Mutant allele (G) and genotype (AG + GG) of (rs9606756) were higher in CD patients than in controls (both p < 0.05). So were they in ileocolonic CD patients and stricturing CD patients compared to controls (all p < 0.05). Mutant allele (G) and genotype (CG + GG) of (rs1801198) were more prevalent in stricturing CD patients than in controls (both p < 0.05).

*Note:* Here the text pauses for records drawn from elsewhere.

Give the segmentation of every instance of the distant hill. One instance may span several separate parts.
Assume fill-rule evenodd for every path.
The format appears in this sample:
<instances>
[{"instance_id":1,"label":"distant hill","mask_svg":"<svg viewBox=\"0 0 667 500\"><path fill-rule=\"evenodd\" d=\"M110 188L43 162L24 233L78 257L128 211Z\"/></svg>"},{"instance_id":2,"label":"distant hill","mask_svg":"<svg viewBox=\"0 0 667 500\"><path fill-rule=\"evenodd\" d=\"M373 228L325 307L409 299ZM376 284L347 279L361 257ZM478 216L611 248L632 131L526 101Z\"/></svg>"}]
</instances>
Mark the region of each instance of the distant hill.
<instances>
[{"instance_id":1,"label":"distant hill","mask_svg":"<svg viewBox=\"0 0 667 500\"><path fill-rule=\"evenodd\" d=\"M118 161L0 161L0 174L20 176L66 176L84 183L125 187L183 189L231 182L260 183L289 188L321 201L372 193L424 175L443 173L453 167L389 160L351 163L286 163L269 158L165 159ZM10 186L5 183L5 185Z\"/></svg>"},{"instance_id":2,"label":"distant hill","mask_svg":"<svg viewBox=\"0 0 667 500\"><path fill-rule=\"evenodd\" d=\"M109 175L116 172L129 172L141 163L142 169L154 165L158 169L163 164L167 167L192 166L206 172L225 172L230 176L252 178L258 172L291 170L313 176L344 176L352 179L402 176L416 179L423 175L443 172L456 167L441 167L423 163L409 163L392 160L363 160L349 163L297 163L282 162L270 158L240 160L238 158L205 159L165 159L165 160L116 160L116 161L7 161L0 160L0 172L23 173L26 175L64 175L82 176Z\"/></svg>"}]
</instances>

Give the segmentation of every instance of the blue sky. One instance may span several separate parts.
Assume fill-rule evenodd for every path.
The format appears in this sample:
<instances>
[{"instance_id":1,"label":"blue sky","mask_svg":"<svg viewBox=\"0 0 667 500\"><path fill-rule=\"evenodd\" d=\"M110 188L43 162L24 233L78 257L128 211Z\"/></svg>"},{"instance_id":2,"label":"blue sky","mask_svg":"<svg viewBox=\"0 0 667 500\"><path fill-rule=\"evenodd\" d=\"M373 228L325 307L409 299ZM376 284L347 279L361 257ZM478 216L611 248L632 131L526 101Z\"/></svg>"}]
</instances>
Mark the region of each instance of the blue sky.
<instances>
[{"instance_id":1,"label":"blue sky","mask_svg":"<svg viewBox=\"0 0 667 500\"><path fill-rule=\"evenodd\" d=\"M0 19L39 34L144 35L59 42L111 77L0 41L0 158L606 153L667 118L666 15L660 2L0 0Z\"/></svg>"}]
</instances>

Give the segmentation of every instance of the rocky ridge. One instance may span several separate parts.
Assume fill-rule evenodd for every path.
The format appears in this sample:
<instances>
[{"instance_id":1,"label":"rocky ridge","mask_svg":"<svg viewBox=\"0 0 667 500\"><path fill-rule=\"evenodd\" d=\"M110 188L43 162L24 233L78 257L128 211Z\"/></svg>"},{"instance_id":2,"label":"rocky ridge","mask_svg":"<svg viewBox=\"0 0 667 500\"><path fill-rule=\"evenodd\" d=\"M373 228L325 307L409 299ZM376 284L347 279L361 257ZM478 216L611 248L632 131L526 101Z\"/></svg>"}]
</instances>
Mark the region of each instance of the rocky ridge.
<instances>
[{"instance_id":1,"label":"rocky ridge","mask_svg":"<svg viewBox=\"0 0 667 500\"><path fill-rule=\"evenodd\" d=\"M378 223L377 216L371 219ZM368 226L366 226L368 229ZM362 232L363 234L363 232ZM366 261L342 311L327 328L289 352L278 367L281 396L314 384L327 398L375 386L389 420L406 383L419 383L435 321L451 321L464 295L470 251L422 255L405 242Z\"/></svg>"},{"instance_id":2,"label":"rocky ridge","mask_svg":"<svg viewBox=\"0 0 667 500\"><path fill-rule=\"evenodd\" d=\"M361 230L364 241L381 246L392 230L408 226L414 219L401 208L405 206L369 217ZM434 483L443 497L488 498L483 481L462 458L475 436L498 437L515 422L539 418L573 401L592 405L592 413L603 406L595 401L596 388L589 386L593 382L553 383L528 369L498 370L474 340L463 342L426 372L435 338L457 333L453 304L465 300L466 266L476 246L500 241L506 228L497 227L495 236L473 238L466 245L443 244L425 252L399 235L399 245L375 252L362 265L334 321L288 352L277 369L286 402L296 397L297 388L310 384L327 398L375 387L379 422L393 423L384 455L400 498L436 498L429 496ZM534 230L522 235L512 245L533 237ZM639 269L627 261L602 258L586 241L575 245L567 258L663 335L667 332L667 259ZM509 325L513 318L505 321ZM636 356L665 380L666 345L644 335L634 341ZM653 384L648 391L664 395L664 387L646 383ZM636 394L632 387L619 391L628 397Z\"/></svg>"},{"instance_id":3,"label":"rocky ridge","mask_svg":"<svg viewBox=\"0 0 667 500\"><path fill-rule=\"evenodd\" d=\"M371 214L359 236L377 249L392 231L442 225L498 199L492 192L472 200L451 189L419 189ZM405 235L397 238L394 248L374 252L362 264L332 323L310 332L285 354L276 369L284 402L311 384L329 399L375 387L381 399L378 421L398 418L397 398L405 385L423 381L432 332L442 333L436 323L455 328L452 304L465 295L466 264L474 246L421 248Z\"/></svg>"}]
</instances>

Compared to controls, average homocysteine level was enhanced in CD patients (p = 0.003), whereas average folate and vitamin B12 levels were reduced in CD patients (both p < 0.001). The prevalence of hyperhomocysteinemia, folate deficiency, and vitamin B12 deficiency was higher in CD patients than in controls (all p < 0.01). Both folate deficiency and vitamin B12 deficiency were independently related to risk of CD (both p < 0.01).
TCN2 (rs1801198, rs9606756) polymorphisms as well as folate deficiency and vitamin B12 deficiency are correlated with CD.
本研究旨在探讨克罗恩病(CD)与转钴胺素II(TCN2)基因多态性以及血清同型半胱氨酸、叶酸和维生素B12水平之间的关联。
采用iMLDR技术对389例CD患者和746例对照进行TCN2(rs1801198、rs9606756)基因分型。此外,分别通过酶循环法和化学发光免疫分析法随机选取102例CD患者和153例对照检测血清同型半胱氨酸、叶酸和维生素B12水平。
CD患者中(rs9606756)的突变等位基因(G)和基因型(AG + GG)高于对照组(均p < 0.05)。与对照组相比,回结肠型CD患者和狭窄型CD患者中的情况也是如此(均p < 0.05)。(rs1801198)的突变等位基因(G)和基因型(CG + GG)在狭窄型CD患者中比对照组更常见(均p < 0.05)。与对照组相比,CD患者的平均同型半胱氨酸水平升高(p = 0.003),而平均叶酸和维生素B12水平降低(均p < 0.001)。CD患者中高同型半胱氨酸血症、叶酸缺乏和维生素B12缺乏的患病率高于对照组(均p < 0.01)。叶酸缺乏和维生素B12缺乏均与CD风险独立相关(均p < 0.01)。
TCN2(rs1801198、rs9606756)基因多态性以及叶酸缺乏和维生素B12缺乏与CD相关。